Arnoldo Cuellar

León: los partidos se diluyen

In Botepronto, Zona Franca on enero 26, 2015 at 3:42 am

La apuesta en la batalla por León no es de los partidos, sino de los gobernantes; la estructura militante se deja de lado y se apela directo al electorado.

Finalmente Carlos Medina no solo aceptó abandonar su cómodo retiro empresarial para regresar a la política, sino que también orientó de manera decisiva la composición del equipo que acompañara a Héctor López Santillana en la cruzada panista por la recuperación de León.

No deja de ser simbólico que el primer político panista que ganó la presidencia municipal de León, hace 26 años, busque ahora recuperarla. Para Acción Nacional parece todo un diagnóstico que haya necesidad de echar mano del símbolo para resolver una coyuntura práctica.

Tres regidores entre los primeros cinco tiene nexos históricos con Carlos Medina: Salvador Sánchez Romero, Federico Zermeño y Ana María Carpio. Por cierto, ninguno de ellos milita en Acción Nacional.
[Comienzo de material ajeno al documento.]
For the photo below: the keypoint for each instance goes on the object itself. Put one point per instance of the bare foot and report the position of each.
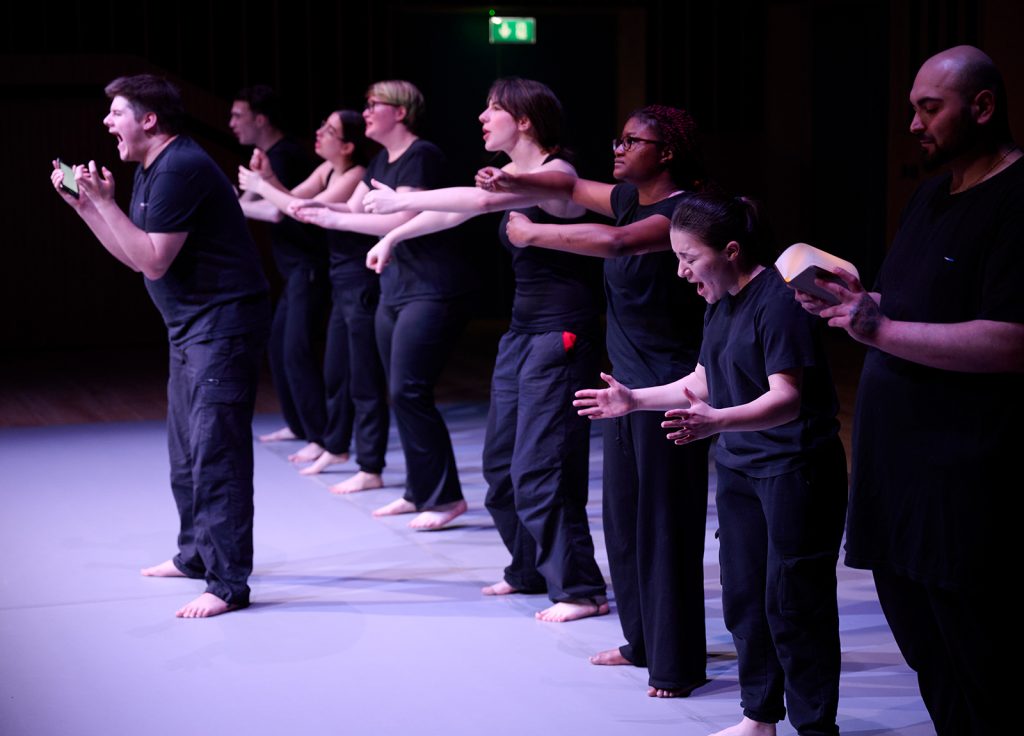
(308, 453)
(164, 569)
(609, 657)
(499, 589)
(205, 606)
(436, 518)
(398, 506)
(324, 461)
(747, 727)
(359, 481)
(572, 610)
(278, 435)
(674, 692)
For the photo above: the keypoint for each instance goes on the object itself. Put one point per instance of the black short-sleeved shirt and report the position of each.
(348, 256)
(215, 287)
(431, 266)
(935, 451)
(295, 244)
(654, 317)
(554, 291)
(759, 332)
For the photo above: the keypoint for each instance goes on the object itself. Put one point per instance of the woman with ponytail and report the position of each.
(762, 384)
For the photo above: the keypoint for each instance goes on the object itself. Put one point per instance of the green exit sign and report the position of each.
(512, 30)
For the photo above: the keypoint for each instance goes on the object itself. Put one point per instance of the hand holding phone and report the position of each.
(68, 182)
En la segunda regiduría, Ricardo Sheffield y Mayra Enríquez lograron colar a Ana María Esquivel Arrona; y en la quinta entró José Luis Manrique, exsecretario particular del primero y sucesor de Mayra al final de ese trienio en la secretaría de Ayuntamiento. Son quienes representan a una corriente de la militancia.

La sexta regiduría y última con posibilidades reales, es para Beatriz Yamamoto, exolivista y hoy probablemente apadrinada por Juan Carlos Muñoz. Tampoco tiene ascendiente en el PAN.

Los dos candidatos a síndicos, el propio Carlos Medina y Luis Ernesto Ayala, pertenecen al exclusivo club de exalcaldes, que hace tiempo de dejo de tener peso y ascendiente entre la militancia y que se habían convertido en un club de opinadores, al que podían o no hacerles caso los dirigentes partidistas o los gobernadores.

Hoy se salieron con la suya, al grado de que hasta Ricardo Alaniz logró colocar a su vástago, Alejandro Alaniz, en la ya imposible séptima regiduría.

Siguiendo las consignas de Carlos Medina y de Miguel Márquez, de que la militancia de Acción Nacional está corrompida por el clientelismo, la planilla de Héctor López Santillana los deja fuera casi por completo.

No le bastó a Gerardo Trujillo inventar un método de elección de candidato que marginaba a las bases para privilegiar las decisiones cupulares, sino que incluso modificó sus propias reglas para dar un dedazo impensado y designar a un candidato que nunca compitió.

El problema es que las cúpulas pueden decidir a los candidatos pero lo que no pueden en ausencia de la militancia es hacer campañas, ni cubrir terreno o inventar representantes en las casillas.

¿De cuántos miembros consta la corriente de Carlos Medina? ¿Y la de Luis Ernesto Ayala, Federico Zermeño, Salvador Sanchez o Ana Coco Carpio? ¿Cuántos representantes de casilla logrará reunir Bety Yamamoto?

Miguel Márquez fue convencido de que los nombres de Carlos Medina y Luis Ernesto Ayala poseen en sí mismos un capital de credibilidad. Después de eso fue condicionado a que personajes así solo podrían aparecer con un candidato de sus complacencias, lo que vetó a aspirantes como Diego Rodríguez y Ricardo Sheffield.

La lógica es similar a la del PRI nacional en su estrategia para León: seleccionar un candidato con prestigio, aunque no cuente con aparato político, porque los aparatos existentes están desprestigiados y vencidos por la corrupción.

Así, los partidos renuncian a una de sus tareas esenciales, como lo hará también el PRD, que es la de construir militancia, para convertirse en simples franquicias. Los perredistas verán como les imponen a Guillermo Romo, un clown de la política, como adalid de los valores de la izquierda.

El problema es que si las militancias están corrompidas, qué es lo que garantiza que no hayan caído en lo mismo también las dirigencias.

A final de cuentas esas militancias fueron las responsables de hacer candidato a Miguel Marquez y de hacer dirigente del PAN a Gerardo Trujillo.

¿Veremos a los dos principales candidatos y sus planillas comportarse mejor que en el pasado reciente? ¿Será una contienda más sobria, civilizada e inteligente? ¿Romo evitará convertirse en el golpeador del PRI al servicio del PAN?

Si así ocurre quizá vaya siendo la hora de plantearnos una seria reforma que reduzca al mínimo a los partidos y a sus burocracias. Sería seguir con la lógica por la que ellos mismos han optado: desaparecer y eludir sus responsabilidades.